Klaus Höhle war allerdings schon 50 Jahre alt, als ihm seinerzeit das Magazin „Bike“ in die Hände fiel. Er las darin den Artikel eines Journalisten über dessen Radreise entlang der Westküste der USA. Davon gänzlich fasziniert, reifte rasch der Entschluss, es dem guten Manne gleichzutun. Und da zu jenem Zeitpunkt satte 100 Urlaubstage aufgelaufen waren und Ehefrau Doris schon immer die Sportbegeisterung und den Tatendrang ihres Mann teilte, war eigentlich klar, was geht: Für die nordamerikanische Küste benötigte das Paar keine zwei Monate, und so hängte man kurzerhand noch eine Umrundung der Hawaii-Inseln dran. Noch viele Radtouren sollten folgen. Um die Welt rollte das Paar in 28 Monaten von März 2006 bis Juli 2008. Und im letzten Jahr lenkten sie ihre Zweiräder hinauf ans Ende von Norwegen — zum Nordkap (die EN berichteten).

Inzwischen haben sie rund 94000 Rad-Kilometer hinter sich. Und das weite Russland liegt vor ihnen. Damit kommen sie deutlich über die 100000 Kilometer, die sie bislang eisern und muskelkräftig bewältigt haben — jeder Kilometer feinsäuberlich dokumentiert und mit Tagebuch-Notizen versehen. Davon abgesehen, gelten die beiden Frauenauracher als das weltweit älteste Paar, das dieserart Reisen unternimmt.

Das Nötigste ist genug.

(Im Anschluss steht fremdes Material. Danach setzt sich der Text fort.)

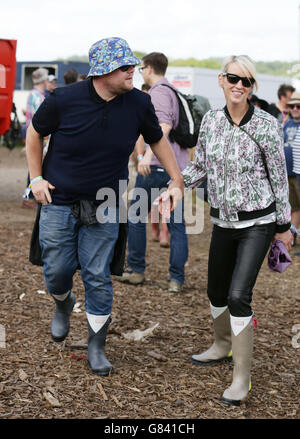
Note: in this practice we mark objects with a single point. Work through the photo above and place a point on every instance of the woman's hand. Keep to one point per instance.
(144, 166)
(286, 237)
(40, 190)
(171, 198)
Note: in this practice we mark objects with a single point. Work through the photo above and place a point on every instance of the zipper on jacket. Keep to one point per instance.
(225, 176)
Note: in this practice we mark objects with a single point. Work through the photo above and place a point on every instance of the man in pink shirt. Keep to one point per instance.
(151, 174)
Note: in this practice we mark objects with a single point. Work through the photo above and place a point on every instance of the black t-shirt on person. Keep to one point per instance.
(91, 139)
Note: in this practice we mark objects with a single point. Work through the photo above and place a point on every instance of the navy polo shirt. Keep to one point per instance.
(91, 139)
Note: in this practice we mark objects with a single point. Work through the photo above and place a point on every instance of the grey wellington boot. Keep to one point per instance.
(60, 324)
(242, 348)
(96, 356)
(220, 350)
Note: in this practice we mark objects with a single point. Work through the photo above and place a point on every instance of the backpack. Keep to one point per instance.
(191, 111)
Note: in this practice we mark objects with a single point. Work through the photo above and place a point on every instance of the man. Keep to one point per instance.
(51, 84)
(280, 110)
(34, 100)
(94, 125)
(70, 76)
(290, 129)
(153, 174)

Wie immer reisen die Höhles mit kleinem Gepäck: Ein paar Arzneien, natürlich Ersatzreifen und Schläuche, Schlafsack, Scheckkarte, Handy, ein kleiner Benzinkocher und natürlich Radkleidung für jedes Wetter. Insgesamt bringt es jedes Gefährt auf rund 50 Kilogramm. Ein „Navi“ findet sich nicht darunter. „Wir sind alte Kartenleser“, sagt Ehefrau Doris.

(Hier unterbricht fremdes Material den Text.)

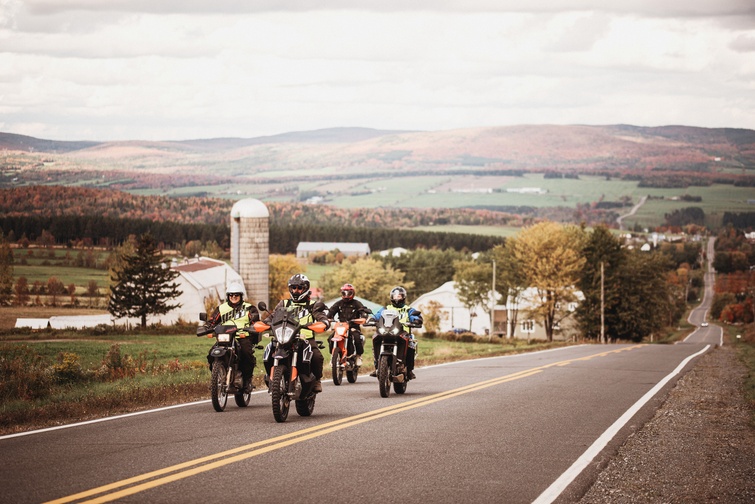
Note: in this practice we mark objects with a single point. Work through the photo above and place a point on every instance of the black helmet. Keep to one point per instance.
(398, 297)
(347, 291)
(234, 288)
(298, 287)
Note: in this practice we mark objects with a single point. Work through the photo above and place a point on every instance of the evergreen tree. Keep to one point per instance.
(6, 271)
(142, 283)
(601, 248)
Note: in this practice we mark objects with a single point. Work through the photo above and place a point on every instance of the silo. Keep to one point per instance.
(250, 247)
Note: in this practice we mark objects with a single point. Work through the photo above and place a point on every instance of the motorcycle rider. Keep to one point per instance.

Im Schnitt radeln die beiden fünf bis sieben Stunden am Tag und schaffen etwa 90 Kilometer. Sie lieben es einfach, so zu reisen. „Wir haben ganz andere Erlebnisse als Autofahrer, sind näher an den Menschen, an den Tieren, sind überhaupt ein Teil der Natur.“

Die Russland-Tour wird den Höhles sicherlich wieder viel Erzählenswertes bescheren. Dicke Bücher könnten sie füllen mit den wunderbaren Begegnungen und Geschichten, die sie bislang erlebt haben. Aber all das auch niederzuschreiben, liegt ihnen fern. Das ist viel Arbeit und kostet reichlich Zeit. Und die nutzen sie doch besser nach ihrer Façon. Setzen sich also hin und planen die nächste gemeinsame „Welterfahrung“ per Rad.

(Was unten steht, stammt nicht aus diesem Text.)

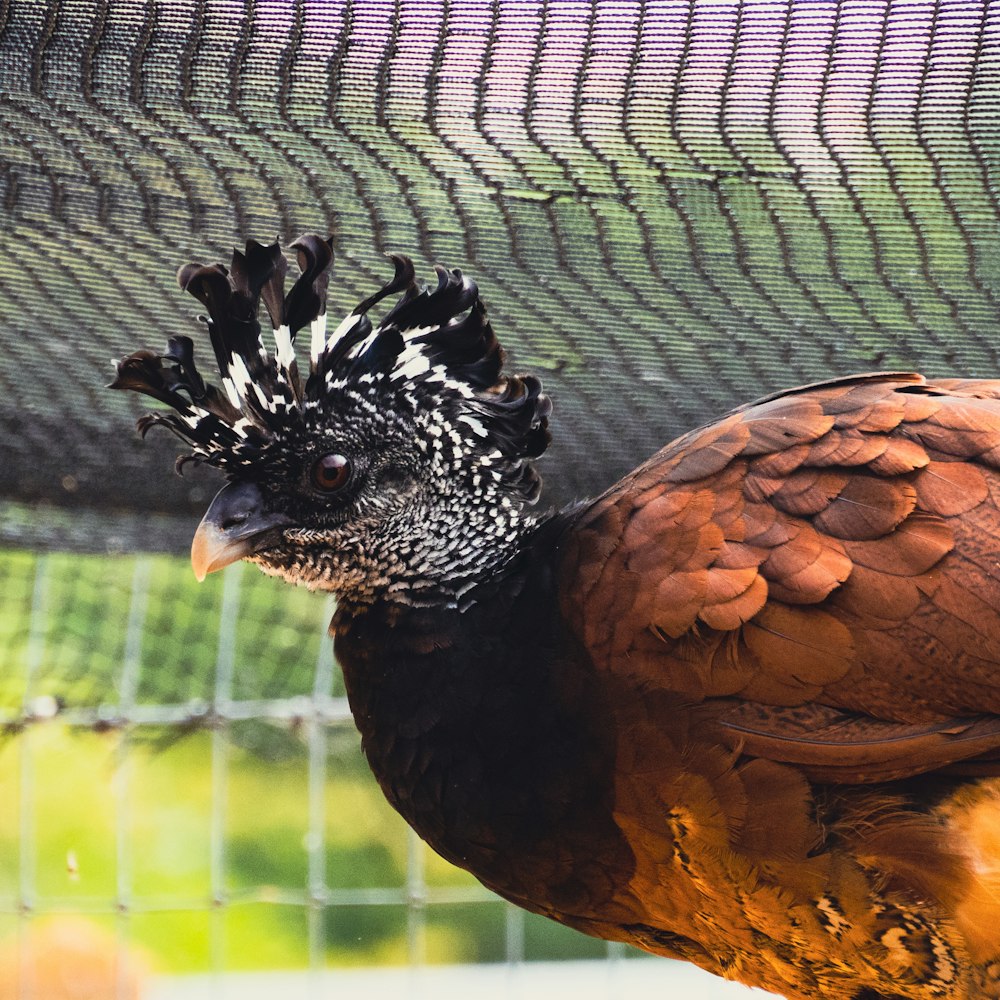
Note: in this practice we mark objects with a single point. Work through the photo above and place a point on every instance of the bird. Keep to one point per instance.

Die Russland-Tour der Höhles ist eine Benefiz-Aktion des Vereins Nadjeschda. Spendenwillige können dieses Projekt mit 50 Cent pro gefahrenem Kilometer unterstützen. Der Gesamterlös ist für das Diözesan-Projekt „Pilgerhaus Rosenkranz-Gemeinde Wladimir“ bestimmt. Spendenkonto „Nadjeschda“, Sparkasse Erlangen: Kto. 22001764, BLZ 76350000. Verwendungszweck: „Pilgerhaus Rosenkranz-Gemeinde Wladimir“.